The UK meat industry warns of a carbon dioxide shortage without which the food manufacturing process could come to a standstill.
Industry representatives have been in urgent talks with the government over the crisis which is a ripple effect of the soaring Europe-wide natural gas price.
CO2 is used to stun animals before slaughter as well as to vacuum package meat products – but this CO2 is the by-product of fertilizer production.
Soaring gas prices prompted UK fertilizer factories to suspend or cut production.
This means there is now a 60% shortfall in Britain’s CO2 supply – and the meat industry fears similar shutdowns will affect factories in Europe they would normally have gone to. emergency tours.
The British Meat Processors Association (BMPA) said in a statement the crisis was shaping up to be “much worse” than a previous CO2 shortage lived in 2018.

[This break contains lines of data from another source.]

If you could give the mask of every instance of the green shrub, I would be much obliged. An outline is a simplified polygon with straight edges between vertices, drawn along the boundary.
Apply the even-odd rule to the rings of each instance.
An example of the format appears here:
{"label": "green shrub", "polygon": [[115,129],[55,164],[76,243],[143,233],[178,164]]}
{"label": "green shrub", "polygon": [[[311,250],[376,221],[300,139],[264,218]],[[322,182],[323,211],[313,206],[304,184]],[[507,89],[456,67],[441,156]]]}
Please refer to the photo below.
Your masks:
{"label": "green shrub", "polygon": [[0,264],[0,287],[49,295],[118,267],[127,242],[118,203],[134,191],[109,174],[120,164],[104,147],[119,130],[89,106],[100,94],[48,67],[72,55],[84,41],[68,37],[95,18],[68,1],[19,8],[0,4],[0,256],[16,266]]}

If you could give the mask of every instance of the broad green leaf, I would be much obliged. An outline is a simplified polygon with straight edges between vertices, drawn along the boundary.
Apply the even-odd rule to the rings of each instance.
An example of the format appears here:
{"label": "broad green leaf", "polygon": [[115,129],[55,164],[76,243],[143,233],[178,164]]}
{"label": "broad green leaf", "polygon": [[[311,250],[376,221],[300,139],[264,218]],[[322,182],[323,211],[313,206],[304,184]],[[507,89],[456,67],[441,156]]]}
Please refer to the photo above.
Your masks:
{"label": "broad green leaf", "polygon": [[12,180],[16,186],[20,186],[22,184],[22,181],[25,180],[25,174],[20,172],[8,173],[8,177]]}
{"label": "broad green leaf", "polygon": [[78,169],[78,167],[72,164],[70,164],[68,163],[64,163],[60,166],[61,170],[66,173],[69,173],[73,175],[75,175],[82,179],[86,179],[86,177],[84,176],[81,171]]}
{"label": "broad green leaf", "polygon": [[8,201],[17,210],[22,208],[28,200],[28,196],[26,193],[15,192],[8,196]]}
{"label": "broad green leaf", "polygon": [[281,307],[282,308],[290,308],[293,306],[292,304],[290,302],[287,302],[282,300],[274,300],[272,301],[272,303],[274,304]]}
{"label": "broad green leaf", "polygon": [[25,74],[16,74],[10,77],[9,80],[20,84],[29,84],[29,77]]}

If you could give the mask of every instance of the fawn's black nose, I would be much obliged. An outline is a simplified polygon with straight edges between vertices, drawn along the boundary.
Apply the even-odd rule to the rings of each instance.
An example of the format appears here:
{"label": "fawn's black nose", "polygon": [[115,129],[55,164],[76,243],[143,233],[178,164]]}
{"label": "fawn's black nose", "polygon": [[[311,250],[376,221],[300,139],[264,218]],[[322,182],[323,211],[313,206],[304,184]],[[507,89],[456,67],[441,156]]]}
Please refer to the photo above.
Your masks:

“CO2 gas plays an essential and irreplaceable role in the food and beverage manufacturing process and companies can shut down if they cannot guarantee an adequate supply,” said the BMPA.
“This means that once their current gas stocks are depleted (estimated in less than 14 days), some companies will have to stop taking animals and close production lines, which will lead to a traffic jam of animals to farms.”
This is in addition to the problems already observed in the pork industry where farms have tens of thousands of surplus pigs due to a shortage of slaughterhouse workers – after many of them have returned home to Eastern Europe.
A shortage in the vacuum packaging process, which adds up to five days of shelf life for red meat and 14 days for poultry, could pose additional problems – especially as supply chains are already congested by the shortage of Truck Drivers.
Richard Griffiths, Managing Director of the British Poultry Council, said: “With less than 100 days to Christmas and already facing growing labor shortages, the last thing UK poultry production needs is more pressure .
“If CO2 supplies become tighter and more unpredictable, supply chains will have to slow down.
“At the end of the day, no CO2 means no flow.”
The crisis comes after the closure of fertilizer factories in Cheshire and Teesside owned by the American company CF Industries as well as production cuts at ammonia plants across Europe operated by the Norwegian company Yara, including one in Hull.
BMPA Managing Director Nick Allen said: “We haven’t had any warning about the planned shutdown of fertilizer factories… and as a result, it has thrown the industry into chaos.”
The BMPA said it had talks with the government on Thursday evening and they were underway.
A government spokesperson said: “We are closely monitoring this situation and are in regular contact with food and agriculture organizations and industry, to help them deal with the current situation.
“The UK benefits from access to a wide variety of gas supply sources to ensure that households, businesses and heavy industry get the energy they need at a fair price.”